To qualify as “chopped”, the CIT has decided that a product must be “small pieces of a chopped cut [that] are the product of a deliberate process that involves cutting or chopping. He determined that the products in question were “not chopped”. During preparation, the tuna is coarsely chopped and then folded by hand with additional ingredients. Although this translates to “a few very small pieces and a few chunks”, the CIT said that the fact that “some pieces of tuna” were “equivalent in size to chopped tuna…is purely incidental”.

In oil or not in oil? As to whether products should be classified as “in oil” or “not in oil”, the company claimed that oil must be added at the “packaging stage” for products to tuna are graded “in oil” under Chapter 16 of the HTSUS. It adds the soybean oil to its products during the preparation phase, he explained, so the products must be classified as “not in oil”.

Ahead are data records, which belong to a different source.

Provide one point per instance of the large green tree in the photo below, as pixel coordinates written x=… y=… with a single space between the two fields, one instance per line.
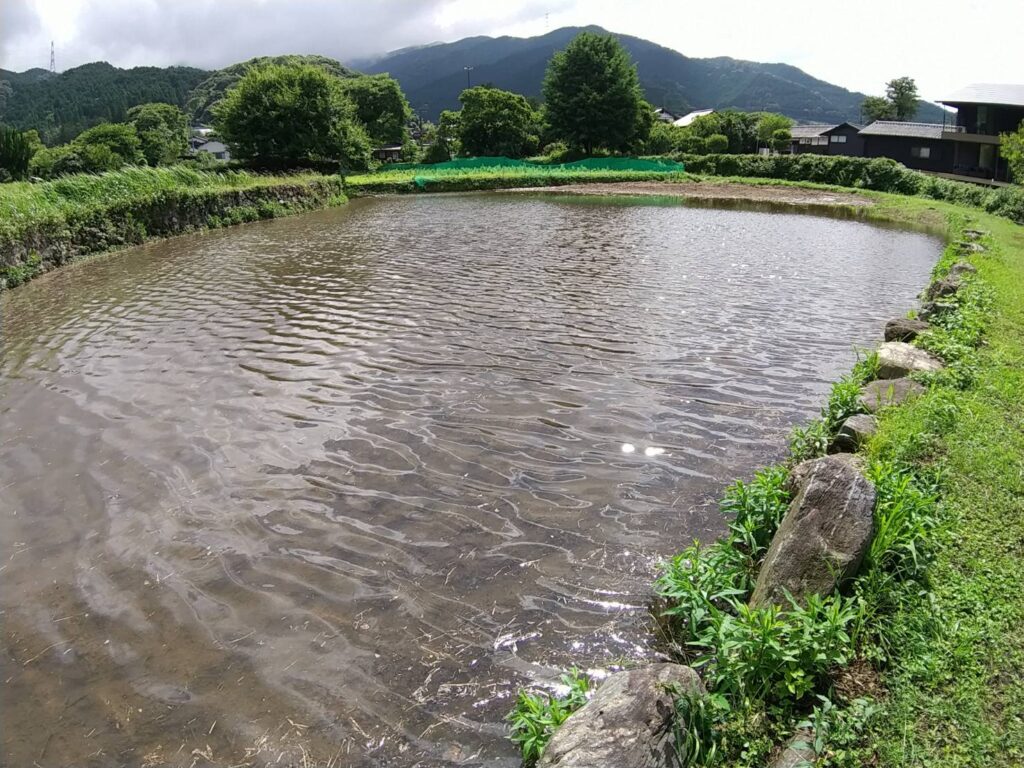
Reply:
x=444 y=143
x=592 y=96
x=1012 y=148
x=739 y=129
x=494 y=122
x=877 y=108
x=163 y=131
x=902 y=94
x=768 y=124
x=15 y=153
x=381 y=107
x=120 y=138
x=292 y=116
x=900 y=101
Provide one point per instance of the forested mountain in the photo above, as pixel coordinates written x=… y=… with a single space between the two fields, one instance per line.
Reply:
x=207 y=93
x=432 y=77
x=60 y=107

The CIT decided that the products were correctly classified as “in oil” because the oil was added after the fish was cooked but before it was packaged. He supported this interpretation by citing US Supplemental Note 1 to HTSUS Chapter 16, which reads: “For purposes of this Chapter, the term ‘in oil’ means packed in oil or fat, or in added oil or fat and other substances, whether this oil or fat was introduced at or before the time of packaging.” [Emphasis mine.]

Ultimately, CIT determined that Customs was correct in classifying the products under 1604.14.10, which has a 35% tariff. The company appealed.

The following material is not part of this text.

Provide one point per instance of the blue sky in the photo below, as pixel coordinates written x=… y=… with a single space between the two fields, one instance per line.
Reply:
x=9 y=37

Federal Circuit Court Upholds CIT Judgment

In the Notice of Appeal, the Federal Circuit Court explained that “the proper classification of goods under the HTSUS is a two-step process”:

  1. Check the meaning of the specific terms in the tariff provision a. Rely on the “common and commercial meaning” of the terms if necessary
  2. Determine if the goods fit the description of these terms

He agreed with the CIT’s interpretation of the term “ground” and that Customs correctly classified tuna salad products as “unground”.

The Federal Circuit Court also agreed with the CIT that the products were “in oil”, citing HTSUS Chapter 16 Supplemental Note 1: “For purposes of this chapter, the term ‘in oil’ means packaged in oil or fat, or in added oil or fat and other substances, whether such oil or fat has been introduced at or before the time of packing.” [Emphasis theirs.]

Sorry Charlie.

Getting the right HS codes is important

Assigning HS codes to products can be a daunting task. There are millions of codes and, as noted above, more than one could apply to a product. However, each product can only be assigned one HS code.

Customs checks that products are correctly classified and incorrectly classified products may be held up at the border. Otherwise, they may be allowed through and, at some point, the importer could be held liable for undercharged tariffs. That’s what happened in this scenario.

Companies that do business across borders benefit from getting HS codes upfront. Avarala’s tariff code classification can help you.

* When the goods in question were released, the general tariff rate for 1604.20.05 was 10%. The rate for 1604.20.05 then fell to 7% and is now 5%, as reported in the HTSUS Revision 4 (2022).


Gail Cole is a sales tax expert for Avalara with a penchant for digging into the depths of BOE sites and uncovering and reporting rate changes across the country.